Tuesday, July 3, 2012

Love Who? (Leviticus 19:18)

In what book does “Love thy neighbor as thy self” first appear? Leviticus (Leviticus 19:18)

When Jesus is questioned about the greatest commandment, he cites two Scriptures from Deuteronomy and Leviticus, books many modern Christians treat as obsolete (Deuteronomy 6:4-5; Leviticus 19:18).

“Teacher, which is the great commandment in the Law?” And He said to him, “‘You shall love the Lord your God with all your heart, and with all your soul, and with all your mind.’ This is the great and foremost commandment. The second is like it, ‘You shall love your neighbor as yourself.’ On these two commandments depend the whole Law and the Prophets.” (Matthew 22:36-40, NASB)
This response has become known as the Great Commandment.

The original context of “love our neighbor as yourself” is a section on holy living in Leviticus which more specifically addresses duties towards one’s neighbor (Leviticus 19:11-18). The unit builds from representative behaviors to the excerpt that Jesus cites, advancing specific examples before finally addressing the root cause: one’s general attitude towards her neighbor. Though commonly referenced out of context, the verse’s full force is demonstrated only when paired with its preceding verse (Leviticus 19:17).

‘You shall not hate your fellow countryman in your heart; you may surely reprove your neighbor, but shall not incur sin because of him.
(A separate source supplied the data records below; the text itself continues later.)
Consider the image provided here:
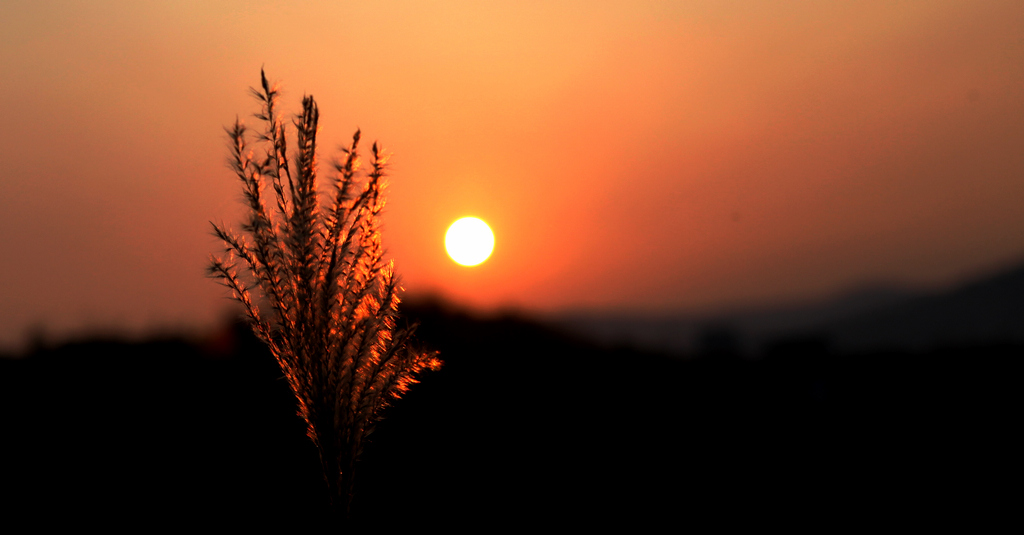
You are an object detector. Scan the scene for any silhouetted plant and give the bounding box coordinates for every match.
[210,71,441,518]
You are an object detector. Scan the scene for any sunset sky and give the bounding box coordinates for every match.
[0,0,1024,347]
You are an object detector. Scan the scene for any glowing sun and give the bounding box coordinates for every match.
[444,217,495,265]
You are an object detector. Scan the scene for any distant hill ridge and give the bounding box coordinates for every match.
[549,258,1024,355]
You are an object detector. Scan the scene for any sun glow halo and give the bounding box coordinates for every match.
[444,217,495,265]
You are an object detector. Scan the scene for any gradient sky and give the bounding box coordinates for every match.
[0,0,1024,345]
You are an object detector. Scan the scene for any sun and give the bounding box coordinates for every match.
[444,217,495,265]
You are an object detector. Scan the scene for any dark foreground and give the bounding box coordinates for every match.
[0,299,1024,533]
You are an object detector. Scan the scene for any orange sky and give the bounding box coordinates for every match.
[0,0,1024,345]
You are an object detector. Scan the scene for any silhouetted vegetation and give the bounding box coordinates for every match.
[0,303,1024,532]
[210,71,440,518]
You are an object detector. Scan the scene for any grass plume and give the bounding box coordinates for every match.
[209,71,441,517]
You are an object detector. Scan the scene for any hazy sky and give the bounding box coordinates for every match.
[0,0,1024,344]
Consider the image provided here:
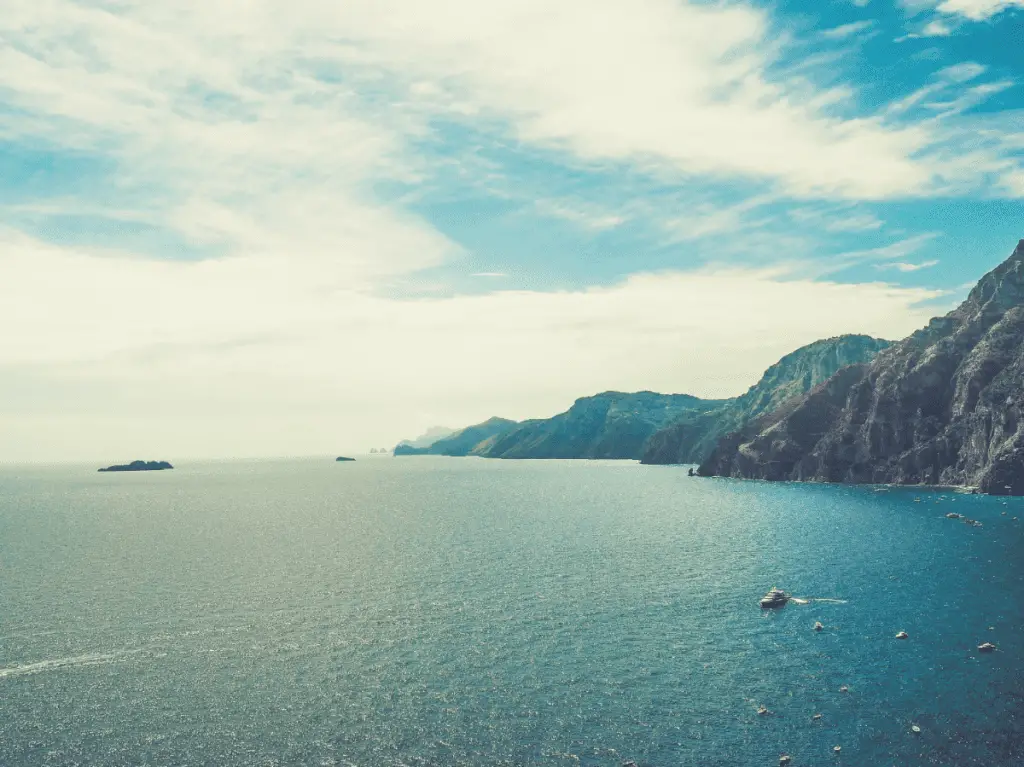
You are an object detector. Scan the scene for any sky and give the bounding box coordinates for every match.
[0,0,1024,463]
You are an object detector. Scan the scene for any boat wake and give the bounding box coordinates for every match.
[0,652,119,679]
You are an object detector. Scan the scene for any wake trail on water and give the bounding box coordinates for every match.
[790,597,849,604]
[0,652,131,679]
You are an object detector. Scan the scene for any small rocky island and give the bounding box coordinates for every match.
[98,461,174,471]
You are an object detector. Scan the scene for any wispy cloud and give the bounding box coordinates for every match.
[821,19,874,40]
[874,260,939,272]
[938,0,1024,22]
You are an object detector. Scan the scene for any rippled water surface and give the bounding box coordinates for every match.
[0,458,1024,767]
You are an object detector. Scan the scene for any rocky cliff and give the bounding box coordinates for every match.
[641,335,889,464]
[700,241,1024,495]
[479,391,723,459]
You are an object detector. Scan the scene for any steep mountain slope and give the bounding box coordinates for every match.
[394,418,519,456]
[398,426,456,449]
[641,335,889,464]
[700,241,1024,495]
[480,391,722,459]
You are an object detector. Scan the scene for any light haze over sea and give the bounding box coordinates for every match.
[0,458,1024,767]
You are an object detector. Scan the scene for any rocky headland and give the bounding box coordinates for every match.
[641,335,890,464]
[699,241,1024,495]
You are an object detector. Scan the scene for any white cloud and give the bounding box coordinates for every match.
[532,199,627,231]
[0,233,937,460]
[876,260,939,272]
[921,19,953,37]
[825,213,885,231]
[0,0,1015,206]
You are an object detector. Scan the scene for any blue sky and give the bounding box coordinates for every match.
[0,0,1024,460]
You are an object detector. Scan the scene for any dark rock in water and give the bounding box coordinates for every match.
[641,335,890,464]
[394,444,429,456]
[97,461,174,471]
[700,241,1024,496]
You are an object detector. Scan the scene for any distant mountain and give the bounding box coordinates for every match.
[700,241,1024,495]
[641,335,890,464]
[476,391,723,459]
[384,426,456,455]
[394,418,518,456]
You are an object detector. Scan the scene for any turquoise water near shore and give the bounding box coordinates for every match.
[0,457,1024,767]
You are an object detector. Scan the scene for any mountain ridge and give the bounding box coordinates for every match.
[641,334,891,464]
[699,240,1024,495]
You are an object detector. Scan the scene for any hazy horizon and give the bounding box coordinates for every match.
[0,0,1024,464]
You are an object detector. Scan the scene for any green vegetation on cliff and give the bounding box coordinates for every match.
[700,241,1024,495]
[641,335,889,464]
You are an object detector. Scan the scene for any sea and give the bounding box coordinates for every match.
[0,457,1024,767]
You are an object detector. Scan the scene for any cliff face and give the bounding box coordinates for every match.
[642,335,889,464]
[700,241,1024,495]
[480,391,722,459]
[394,418,519,456]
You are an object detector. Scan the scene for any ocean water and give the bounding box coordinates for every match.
[0,458,1024,767]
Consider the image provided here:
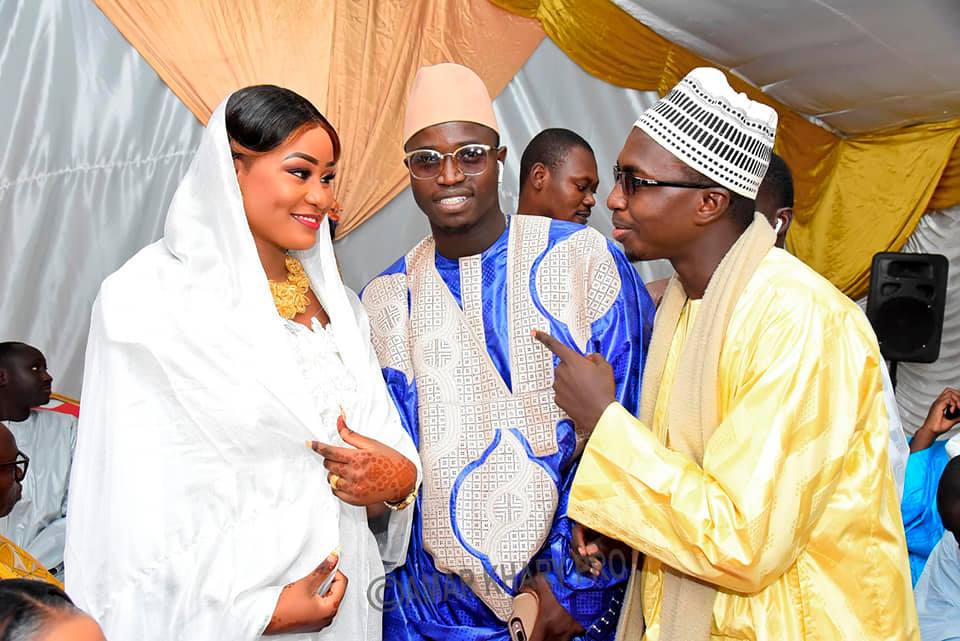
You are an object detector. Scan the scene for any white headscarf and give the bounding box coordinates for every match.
[65,96,419,641]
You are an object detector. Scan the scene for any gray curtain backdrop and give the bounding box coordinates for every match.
[0,15,960,433]
[0,0,201,396]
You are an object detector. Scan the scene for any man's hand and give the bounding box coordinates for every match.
[310,415,417,506]
[524,574,586,641]
[570,523,633,577]
[264,554,347,635]
[910,387,960,452]
[533,330,617,432]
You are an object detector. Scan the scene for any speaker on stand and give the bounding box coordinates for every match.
[867,252,948,386]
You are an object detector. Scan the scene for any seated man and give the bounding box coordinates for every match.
[0,423,63,588]
[0,342,77,574]
[900,387,960,584]
[517,129,600,225]
[914,458,960,641]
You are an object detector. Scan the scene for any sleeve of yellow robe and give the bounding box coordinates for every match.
[569,302,892,593]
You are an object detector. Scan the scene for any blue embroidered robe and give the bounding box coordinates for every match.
[362,216,654,641]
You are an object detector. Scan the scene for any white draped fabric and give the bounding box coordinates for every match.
[337,38,673,288]
[0,0,202,396]
[0,21,960,433]
[64,104,419,641]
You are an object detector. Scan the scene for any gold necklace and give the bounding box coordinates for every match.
[267,256,310,320]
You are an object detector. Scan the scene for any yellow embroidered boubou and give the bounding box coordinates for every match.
[269,256,310,320]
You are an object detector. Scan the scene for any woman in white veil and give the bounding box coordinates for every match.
[65,85,419,641]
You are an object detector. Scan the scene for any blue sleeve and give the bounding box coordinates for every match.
[900,441,950,585]
[533,245,656,638]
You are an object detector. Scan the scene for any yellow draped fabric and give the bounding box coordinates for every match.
[0,535,63,590]
[95,0,543,240]
[492,0,960,298]
[568,249,919,641]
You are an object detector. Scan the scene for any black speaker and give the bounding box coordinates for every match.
[867,253,948,363]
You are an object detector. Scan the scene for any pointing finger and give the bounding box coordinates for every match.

You shall not take vengeance, nor bear any grudge against the sons of your people, but you shall love your neighbor as yourself; I am the Lord. (Leviticus 19:17-18, NASB)
Together the two verses form a single unit with parallel ideologies. Positioned at its core, this admonition is the key verse in its chapter and in many ways the entire Levitical system. Legendary Rabbi Akiba (40-137) declared Leviticus 19:18 to be foundational, a “great principle in the Torah” (Genesis Rabah 24:7). The command is validated by God’s own identity, the ancient version of “Because I said so!”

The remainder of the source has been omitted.